Programming Python

Semsters: WS 19/20, SS 20
Lecturer: Univ.-Lekt. Sebastian Böck Dipl.-Ing. Dr.techn.

This course taught the basic concepts of the Python programming language as well as some of the underlying theoretical concepts of computer science in the third semester (WS 19/20). Apart from Python’s own grammar and language, this course covered aspects of functional and object-oriented (OO) programming, communication over networks, programming of graphical user interfaces (GUI), and showed how to implement and use them in Python. Furthermore, “best coding practices” and the advantage of well-structured and reusable code were shown.

Literature

  • Severance, Charles. Python for Everybody. Exploring Data Using Python 3. California: CreateSpace Independent Publishing Platform, 2016. http://do1.dr-chuck.com/pythonlearn/EN_us/pythonlearn.pdf
  • Downey, Allen; et al. How To Think Like a Computer Scientist. Learning with Python. Green Tea Press, 2002.
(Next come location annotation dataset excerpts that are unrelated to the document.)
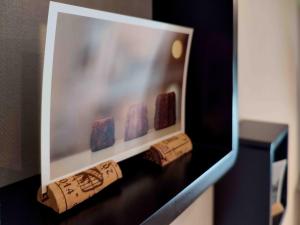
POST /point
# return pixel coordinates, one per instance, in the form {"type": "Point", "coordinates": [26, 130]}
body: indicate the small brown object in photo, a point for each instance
{"type": "Point", "coordinates": [136, 122]}
{"type": "Point", "coordinates": [165, 110]}
{"type": "Point", "coordinates": [103, 134]}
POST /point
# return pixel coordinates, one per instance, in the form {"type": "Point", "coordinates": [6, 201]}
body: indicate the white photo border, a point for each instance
{"type": "Point", "coordinates": [54, 9]}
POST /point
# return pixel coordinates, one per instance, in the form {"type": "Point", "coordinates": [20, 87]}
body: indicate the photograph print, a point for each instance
{"type": "Point", "coordinates": [117, 86]}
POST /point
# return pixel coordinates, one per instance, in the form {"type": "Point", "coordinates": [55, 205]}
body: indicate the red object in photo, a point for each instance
{"type": "Point", "coordinates": [103, 134]}
{"type": "Point", "coordinates": [165, 111]}
{"type": "Point", "coordinates": [137, 122]}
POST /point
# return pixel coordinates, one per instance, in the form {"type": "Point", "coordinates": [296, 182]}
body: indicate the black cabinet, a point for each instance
{"type": "Point", "coordinates": [243, 196]}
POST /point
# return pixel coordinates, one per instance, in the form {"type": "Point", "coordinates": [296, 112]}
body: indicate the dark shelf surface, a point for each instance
{"type": "Point", "coordinates": [146, 194]}
{"type": "Point", "coordinates": [261, 134]}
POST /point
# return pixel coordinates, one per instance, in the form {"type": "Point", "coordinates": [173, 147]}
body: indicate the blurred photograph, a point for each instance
{"type": "Point", "coordinates": [116, 89]}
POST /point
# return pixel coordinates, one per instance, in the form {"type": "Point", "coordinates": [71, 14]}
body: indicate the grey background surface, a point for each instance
{"type": "Point", "coordinates": [22, 39]}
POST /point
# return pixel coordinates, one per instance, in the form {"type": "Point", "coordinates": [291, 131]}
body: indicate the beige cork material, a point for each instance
{"type": "Point", "coordinates": [68, 192]}
{"type": "Point", "coordinates": [169, 150]}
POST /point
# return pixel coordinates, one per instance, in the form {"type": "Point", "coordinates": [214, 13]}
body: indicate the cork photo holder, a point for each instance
{"type": "Point", "coordinates": [69, 192]}
{"type": "Point", "coordinates": [169, 150]}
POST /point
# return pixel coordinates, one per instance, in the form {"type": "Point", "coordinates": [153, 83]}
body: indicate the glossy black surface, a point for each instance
{"type": "Point", "coordinates": [210, 84]}
{"type": "Point", "coordinates": [243, 195]}
{"type": "Point", "coordinates": [143, 190]}
{"type": "Point", "coordinates": [260, 133]}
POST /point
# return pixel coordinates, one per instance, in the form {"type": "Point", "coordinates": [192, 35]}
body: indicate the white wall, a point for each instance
{"type": "Point", "coordinates": [268, 70]}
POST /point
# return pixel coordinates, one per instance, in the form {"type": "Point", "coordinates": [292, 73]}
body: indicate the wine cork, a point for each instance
{"type": "Point", "coordinates": [68, 192]}
{"type": "Point", "coordinates": [169, 150]}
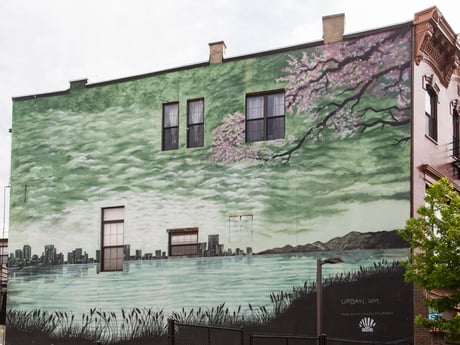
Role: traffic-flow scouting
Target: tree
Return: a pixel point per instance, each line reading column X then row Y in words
column 333, row 91
column 434, row 262
column 349, row 87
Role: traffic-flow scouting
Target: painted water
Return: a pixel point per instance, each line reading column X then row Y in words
column 173, row 284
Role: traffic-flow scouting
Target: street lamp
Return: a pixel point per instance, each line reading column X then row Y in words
column 319, row 291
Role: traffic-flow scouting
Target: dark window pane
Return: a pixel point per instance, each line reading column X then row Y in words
column 275, row 106
column 255, row 130
column 195, row 112
column 170, row 138
column 196, row 136
column 255, row 107
column 171, row 115
column 275, row 128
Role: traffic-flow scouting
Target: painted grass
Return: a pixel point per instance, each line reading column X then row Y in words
column 142, row 323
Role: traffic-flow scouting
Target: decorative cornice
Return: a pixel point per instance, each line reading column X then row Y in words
column 437, row 44
column 432, row 175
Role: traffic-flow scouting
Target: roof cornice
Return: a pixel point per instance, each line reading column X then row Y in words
column 437, row 44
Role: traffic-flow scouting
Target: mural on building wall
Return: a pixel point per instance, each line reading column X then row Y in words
column 257, row 214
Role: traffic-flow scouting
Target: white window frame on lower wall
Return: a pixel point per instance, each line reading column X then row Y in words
column 112, row 242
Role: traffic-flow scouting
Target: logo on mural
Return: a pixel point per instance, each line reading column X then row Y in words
column 367, row 324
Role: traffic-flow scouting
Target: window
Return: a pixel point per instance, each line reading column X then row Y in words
column 112, row 238
column 431, row 113
column 170, row 126
column 183, row 242
column 195, row 123
column 265, row 116
column 456, row 134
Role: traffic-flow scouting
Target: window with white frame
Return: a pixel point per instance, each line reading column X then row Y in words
column 112, row 238
column 195, row 123
column 170, row 126
column 456, row 134
column 265, row 116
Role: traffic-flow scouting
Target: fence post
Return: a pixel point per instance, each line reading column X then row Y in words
column 322, row 339
column 171, row 331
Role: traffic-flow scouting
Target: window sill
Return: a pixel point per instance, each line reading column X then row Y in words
column 431, row 139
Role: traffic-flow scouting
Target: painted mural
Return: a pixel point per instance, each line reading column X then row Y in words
column 261, row 213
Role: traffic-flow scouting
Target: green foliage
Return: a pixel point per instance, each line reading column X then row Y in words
column 434, row 263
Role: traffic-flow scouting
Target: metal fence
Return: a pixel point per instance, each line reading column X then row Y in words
column 188, row 334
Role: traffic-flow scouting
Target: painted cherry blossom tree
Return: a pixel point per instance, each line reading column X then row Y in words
column 228, row 145
column 350, row 87
column 338, row 90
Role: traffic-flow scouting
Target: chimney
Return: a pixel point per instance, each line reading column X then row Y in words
column 333, row 28
column 216, row 52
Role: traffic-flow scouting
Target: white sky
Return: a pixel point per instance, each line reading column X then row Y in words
column 46, row 43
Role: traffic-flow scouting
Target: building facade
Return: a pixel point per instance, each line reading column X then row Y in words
column 228, row 180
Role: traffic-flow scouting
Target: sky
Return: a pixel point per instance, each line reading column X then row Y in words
column 44, row 44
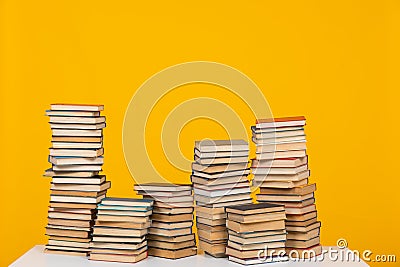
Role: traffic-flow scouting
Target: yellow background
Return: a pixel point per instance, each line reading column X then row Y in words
column 336, row 62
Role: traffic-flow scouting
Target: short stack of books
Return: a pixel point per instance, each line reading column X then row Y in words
column 256, row 233
column 171, row 233
column 219, row 179
column 119, row 233
column 281, row 171
column 77, row 187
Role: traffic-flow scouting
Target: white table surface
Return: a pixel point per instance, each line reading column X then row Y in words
column 36, row 257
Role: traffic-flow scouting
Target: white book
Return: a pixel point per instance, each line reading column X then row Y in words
column 77, row 126
column 74, row 199
column 222, row 174
column 76, row 145
column 77, row 120
column 270, row 171
column 70, row 132
column 75, row 160
column 77, row 167
column 218, row 193
column 221, row 145
column 77, row 107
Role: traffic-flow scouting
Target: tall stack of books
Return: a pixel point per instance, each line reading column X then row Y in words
column 256, row 233
column 120, row 230
column 171, row 233
column 77, row 187
column 281, row 171
column 219, row 179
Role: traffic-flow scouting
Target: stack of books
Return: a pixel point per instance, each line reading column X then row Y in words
column 171, row 234
column 256, row 233
column 219, row 179
column 281, row 171
column 76, row 187
column 119, row 233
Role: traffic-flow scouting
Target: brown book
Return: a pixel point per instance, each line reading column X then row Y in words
column 279, row 184
column 220, row 235
column 304, row 236
column 209, row 228
column 81, row 187
column 118, row 251
column 300, row 191
column 254, row 208
column 172, row 218
column 281, row 122
column 259, row 246
column 171, row 245
column 211, row 216
column 110, row 231
column 128, row 219
column 72, row 205
column 211, row 222
column 78, row 139
column 219, row 168
column 172, row 254
column 247, row 254
column 130, row 225
column 72, row 244
column 249, row 235
column 281, row 147
column 206, row 182
column 261, row 217
column 173, row 225
column 281, row 177
column 171, row 239
column 281, row 154
column 284, row 198
column 221, row 145
column 118, row 258
column 172, row 211
column 301, row 217
column 301, row 223
column 71, row 239
column 302, row 244
column 280, row 163
column 163, row 187
column 222, row 199
column 257, row 240
column 122, row 246
column 76, row 107
column 65, row 252
column 65, row 232
column 70, row 215
column 239, row 200
column 78, row 193
column 217, row 250
column 121, row 212
column 303, row 229
column 64, row 222
column 299, row 210
column 117, row 239
column 170, row 232
column 304, row 253
column 265, row 226
column 292, row 204
column 208, row 210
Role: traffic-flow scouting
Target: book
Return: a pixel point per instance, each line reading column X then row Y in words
column 76, row 107
column 281, row 122
column 172, row 254
column 221, row 145
column 76, row 119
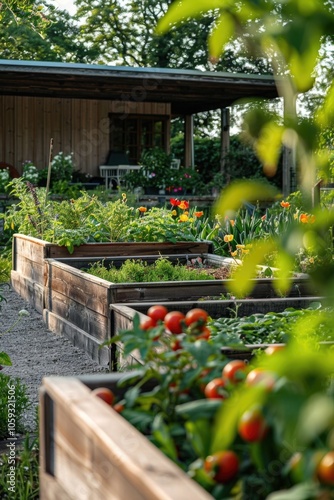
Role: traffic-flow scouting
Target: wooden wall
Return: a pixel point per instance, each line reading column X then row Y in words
column 80, row 126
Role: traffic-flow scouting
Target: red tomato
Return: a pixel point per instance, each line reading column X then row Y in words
column 234, row 370
column 215, row 389
column 157, row 313
column 252, row 426
column 325, row 469
column 174, row 321
column 259, row 376
column 105, row 394
column 204, row 334
column 223, row 465
column 148, row 323
column 196, row 315
column 176, row 345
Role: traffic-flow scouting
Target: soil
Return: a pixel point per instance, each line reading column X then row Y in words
column 36, row 352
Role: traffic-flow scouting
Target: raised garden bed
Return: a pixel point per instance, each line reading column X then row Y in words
column 87, row 450
column 29, row 274
column 122, row 317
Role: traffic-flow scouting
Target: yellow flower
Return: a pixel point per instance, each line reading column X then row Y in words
column 184, row 205
column 228, row 238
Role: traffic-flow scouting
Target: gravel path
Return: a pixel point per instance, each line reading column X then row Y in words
column 36, row 352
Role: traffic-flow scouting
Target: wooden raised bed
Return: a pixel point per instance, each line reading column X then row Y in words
column 87, row 450
column 29, row 275
column 121, row 318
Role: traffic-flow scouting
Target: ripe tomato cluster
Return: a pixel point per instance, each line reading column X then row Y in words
column 194, row 322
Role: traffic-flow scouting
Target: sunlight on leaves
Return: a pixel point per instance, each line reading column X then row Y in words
column 242, row 283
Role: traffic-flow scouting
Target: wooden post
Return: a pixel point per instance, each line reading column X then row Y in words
column 224, row 138
column 188, row 141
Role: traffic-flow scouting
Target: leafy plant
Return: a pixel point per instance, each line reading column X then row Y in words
column 137, row 270
column 26, row 471
column 21, row 403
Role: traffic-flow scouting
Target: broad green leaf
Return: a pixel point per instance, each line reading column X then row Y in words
column 239, row 192
column 220, row 35
column 243, row 276
column 179, row 11
column 199, row 435
column 196, row 410
column 5, row 359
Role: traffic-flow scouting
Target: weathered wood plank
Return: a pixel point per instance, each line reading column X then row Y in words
column 89, row 320
column 80, row 338
column 115, row 461
column 29, row 290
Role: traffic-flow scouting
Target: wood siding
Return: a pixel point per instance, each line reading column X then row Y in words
column 80, row 126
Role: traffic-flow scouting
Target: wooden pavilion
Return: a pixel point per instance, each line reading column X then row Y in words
column 90, row 110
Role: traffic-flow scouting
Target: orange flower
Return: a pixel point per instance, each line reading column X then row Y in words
column 228, row 238
column 184, row 205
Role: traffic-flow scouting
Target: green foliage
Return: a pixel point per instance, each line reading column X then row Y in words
column 137, row 270
column 21, row 403
column 273, row 328
column 26, row 471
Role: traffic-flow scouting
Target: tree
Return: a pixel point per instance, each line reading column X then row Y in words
column 33, row 31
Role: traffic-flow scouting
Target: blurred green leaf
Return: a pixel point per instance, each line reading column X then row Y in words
column 243, row 276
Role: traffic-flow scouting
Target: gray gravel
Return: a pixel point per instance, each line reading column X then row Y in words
column 36, row 352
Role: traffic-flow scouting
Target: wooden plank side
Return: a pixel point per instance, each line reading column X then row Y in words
column 120, row 456
column 77, row 286
column 29, row 290
column 131, row 248
column 79, row 338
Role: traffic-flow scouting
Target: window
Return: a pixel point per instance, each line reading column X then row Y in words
column 136, row 133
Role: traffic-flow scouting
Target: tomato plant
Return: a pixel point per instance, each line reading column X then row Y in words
column 252, row 425
column 223, row 466
column 215, row 389
column 105, row 394
column 174, row 322
column 147, row 324
column 157, row 312
column 234, row 371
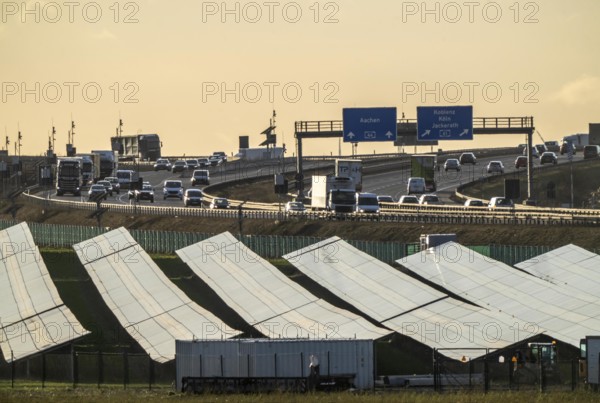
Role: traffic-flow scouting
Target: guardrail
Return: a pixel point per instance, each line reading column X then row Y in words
column 403, row 214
In the fourth semester (SS 20) advanced programming techniques and Python concepts were taught. Among others, this covered aspects such as client /server programming, graphical user interfaces (GUI), data science and machine learning basics. Several Python packages and their usage were explained with real-world examples and simple artificial intelligence (AI) agents were used to solve problems in a (self-)learned way.

Group Project 1
Group: Cecilia Janz, Mara Gabriel, Theresa Hajek, Michaela Koffler, Alla Charnagolov, Lisa-M. Weidl
Format: Python Program
Topic: Hangman Game

Group Project 2
Group: Theresa Hajek, Lisa-M. Weidl
Format: Python Program
Topic: Text Analyzer

Group Project 3
Group: Lucian Gheorgitta, Lisa-M. Weidl
Format: Python Program
Topic: Web based News Source Analyzation Tool

We decided to focus on the UK as they recently (January 2020) left the European Union, which profoundly impacted Ethnic minorities facing rising overt racism, with levels of discrimination and growing abuse. We developed a real-time web application that shows what topics are discussed most regarding specific countries mentioned in the top news sources BBC, Daily Mail, Guardian, and Telegraph. For the news sources, we applied web scraping. To find out which topics are discussed most, we used text analyzation and created a dictionary based on a world cities database. We even applied machine learning and trained it with a limited set of categories of different topics to know which political and economic ones are the most popular.